In third quarter 2017, comparable earnings also excluded:
an incremental net loss of $12 million related to the monetization of our U.S. Northeast power business which included an incremental loss of $7 million after tax on the sale of the thermal and wind package and $14 million of after-tax disposition costs and income tax adjustments
an after-tax charge of $30 million for integration-related costs associated with the acquisition of Columbia
an after-tax charge of $8 million related to the maintenance of Keystone XL assets which were being expensed pending further advancement of the project.

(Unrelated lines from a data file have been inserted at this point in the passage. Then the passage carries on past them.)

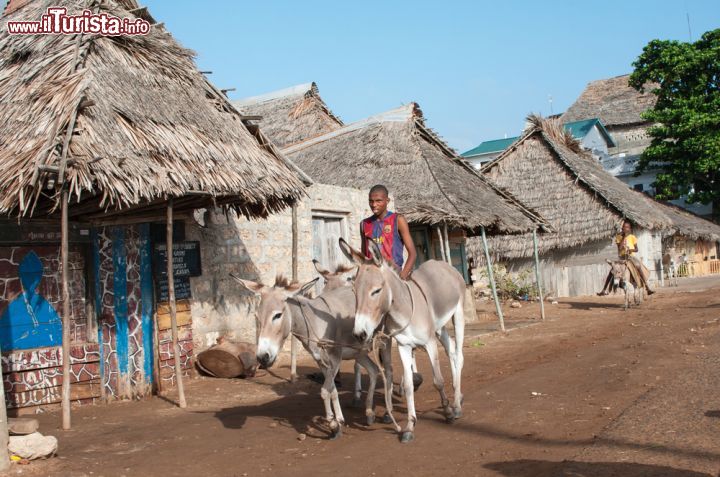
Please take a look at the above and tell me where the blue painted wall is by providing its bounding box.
[0,251,62,351]
[111,227,129,378]
[139,224,155,383]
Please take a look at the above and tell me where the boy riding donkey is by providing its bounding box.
[360,184,423,390]
[598,220,655,296]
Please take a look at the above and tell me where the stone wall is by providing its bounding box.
[186,184,370,351]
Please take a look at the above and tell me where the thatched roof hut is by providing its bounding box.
[648,198,720,242]
[0,0,303,220]
[561,75,657,128]
[233,83,343,148]
[283,103,537,233]
[471,116,671,258]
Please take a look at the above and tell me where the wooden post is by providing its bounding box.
[290,202,298,383]
[60,185,71,430]
[165,199,187,408]
[152,310,163,395]
[533,229,545,320]
[0,344,10,472]
[443,224,452,266]
[435,226,447,260]
[480,227,505,331]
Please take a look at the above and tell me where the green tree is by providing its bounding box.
[630,29,720,218]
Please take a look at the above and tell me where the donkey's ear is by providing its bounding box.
[230,273,265,294]
[294,277,320,295]
[368,241,383,267]
[338,237,367,265]
[313,259,330,277]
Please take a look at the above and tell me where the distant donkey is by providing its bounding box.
[606,260,645,310]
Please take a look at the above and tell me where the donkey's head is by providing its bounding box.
[313,260,357,290]
[605,260,627,290]
[230,274,318,368]
[340,238,392,343]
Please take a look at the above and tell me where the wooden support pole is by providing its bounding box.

In second quarter 2017, comparable earnings also excluded:
a $265 million net after-tax gain related to the monetization of our U.S. Northeast power business which included a $441 million after-tax gain on the sale of TC Hydro and an additional loss of $176 million after tax on the sale of the thermal and wind package
an after-tax charge of $15 million for integration-related costs associated with the acquisition of Columbia
an after-tax charge of $4 million related to the maintenance of Keystone XL assets which were being expensed pending further advancement of the project.



TRANSCANADA [51
SECOND QUARTER 2018

In first quarter 2017, comparable earnings also excluded:
a charge of $24 million after tax for integration-related costs associated with the acquisition of Columbia
a charge of $10 million after tax for costs related to the monetization of our U.S. Northeast power generation business
a charge of $7 million after tax related to the maintenance of Keystone XL assets which were being expensed pending further advancement of the project
a $7 million income tax recovery related to the realized loss on a third-party sale of Keystone XL project assets. A provision for the expected pre-tax loss on these assets was included in our 2015 impairment charge but the related income tax recoveries could not be recorded until realized.
In fourth quarter 2016, comparable earnings also excluded:
an $870 million after-tax charge related to the loss on U.S. Northeast power assets held for sale which included an $863 million after-tax loss on the thermal and wind package held for sale and $7 million of after-tax costs related to the monetization
an additional $68 million after-tax loss on the transfer of environmental credits to the Balancing Pool upon final settlement of the Alberta PPA terminations
an after-tax charge of $67 million for costs associated with the acquisition of Columbia which included a $44 million deferred tax adjustment upon acquisition and $23 million of retention, severance and integration costs
an after-tax charge of $18 million related to Keystone XL costs for the maintenance and liquidation of project assets which were being expensed pending further advancement of the project
an after-tax restructuring charge of $6 million for additional expected future losses under lease commitments. These charges formed part of a restructuring initiative, which commenced in 2015, to maximize the effectiveness and efficiency of our existing operations and reduce overall costs.
In third quarter 2016, comparable earnings also excluded:
a $656 million after-tax impairment on the Ravenswood goodwill. As a result of information received during the process to monetize our U.S. Northeast power business in third quarter 2016, it was determined that the fair value of Ravenswood no longer exceeded its carrying value
costs associated with the acquisition of Columbia including a charge of $67 million after tax primarily relating to retention, severance and integration expenses
$28 million of income tax recoveries related to the realized loss on a third-party sale of Keystone XL plant and equipment. A provision for the expected loss on these assets was included in our fourth quarter 2015 impairment charge but the related tax recoveries could not be recorded until realized
a charge of $9 million after tax related to Keystone XL costs for the maintenance and liquidation of project assets which were being expensed pending further advancement of the project
a $3 million after-tax charge related to the monetization of our U.S. Northeast power business.